「就活」に大きな変化が起こっている。
それは、経団連(日本経済団体連合会)が策定していた、いわゆる「就活ルール」が2021年卒生(現大学3年生、大学院1年生)から廃止されたためだ。今までは、「採用活動の指針」を定め、経団連が加盟企業に対して、「採用活動の解禁日」を設定していた。
具体的には、大学3年生の3月に説明会の実施や募集要項などの発表など「採用広報活動」を解禁し、4年生の6月から面接などの「採用選考活動」を解禁してもよいとしていた。このルールを加盟団体以外の企業や就職情報企業も基準にし、就活のスケジュールが決まっていた。
経団連の”就活ルール”が廃止
しかし、学生側に有利な売り手市場の状況が続く中、ルールを破り早い段階から採用活動を始める企業が続出。さらに、人材獲得競争の中で、優秀な学生が、ベンチャー企業や外資系企業に先に奪われてしまうという危機感が生まれていた。
そうした中、経団連の中西宏明会長が、2018年9月に「経団連が採用日程を采配することに違和感を覚える。現在の新卒一括採用についても問題意識を持っている」と発言。そして経団連は2020年卒生(現4年生)の採用をもって就活ルールの廃止を決めた。

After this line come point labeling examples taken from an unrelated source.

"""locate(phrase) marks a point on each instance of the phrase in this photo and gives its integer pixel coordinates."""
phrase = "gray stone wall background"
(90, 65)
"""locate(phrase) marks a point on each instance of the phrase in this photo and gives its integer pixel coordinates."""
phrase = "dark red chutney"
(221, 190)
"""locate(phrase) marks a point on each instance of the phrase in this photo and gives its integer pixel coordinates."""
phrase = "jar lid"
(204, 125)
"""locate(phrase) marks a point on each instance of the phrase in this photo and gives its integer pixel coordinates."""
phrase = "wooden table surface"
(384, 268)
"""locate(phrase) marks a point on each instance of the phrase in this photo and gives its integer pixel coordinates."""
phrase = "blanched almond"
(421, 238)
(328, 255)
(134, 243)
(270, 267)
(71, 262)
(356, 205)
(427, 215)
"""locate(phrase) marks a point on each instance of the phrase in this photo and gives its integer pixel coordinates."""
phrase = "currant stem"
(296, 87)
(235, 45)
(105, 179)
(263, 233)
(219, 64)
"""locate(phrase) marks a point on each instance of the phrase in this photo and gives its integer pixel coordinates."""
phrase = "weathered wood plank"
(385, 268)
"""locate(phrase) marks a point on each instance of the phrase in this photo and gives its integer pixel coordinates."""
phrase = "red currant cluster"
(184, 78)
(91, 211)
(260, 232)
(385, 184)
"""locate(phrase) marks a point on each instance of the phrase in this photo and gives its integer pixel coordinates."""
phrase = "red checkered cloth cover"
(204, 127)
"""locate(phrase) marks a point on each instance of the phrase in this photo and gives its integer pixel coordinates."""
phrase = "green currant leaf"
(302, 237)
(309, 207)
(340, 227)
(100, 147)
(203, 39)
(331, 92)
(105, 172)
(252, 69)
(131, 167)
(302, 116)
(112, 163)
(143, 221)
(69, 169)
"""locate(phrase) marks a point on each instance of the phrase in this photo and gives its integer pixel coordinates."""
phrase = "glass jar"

2021年卒生(現3年生)からは、この日程を政府が引継ぎ、企業や業界団体に「要請」という形でルールを守るよう、求めている。
しかし、法的な拘束力はなく、罰則規定もない。そのため、企業の採用担当者からは「採用スケジュールはすでに形骸化している」という声が続出、早期に採用活動を行う企業が相次いでいる。
その舞台になっているのが、「インターンシップ」だ。大学の夏休みの時期に就業体験ができるインターンシップを企業が相次いで実施、早い段階から学生と接触する機会をつくっている。もはや、「就活は3年生の夏から」という状況となっており、すでに志望企業を探し始めている学生も多い。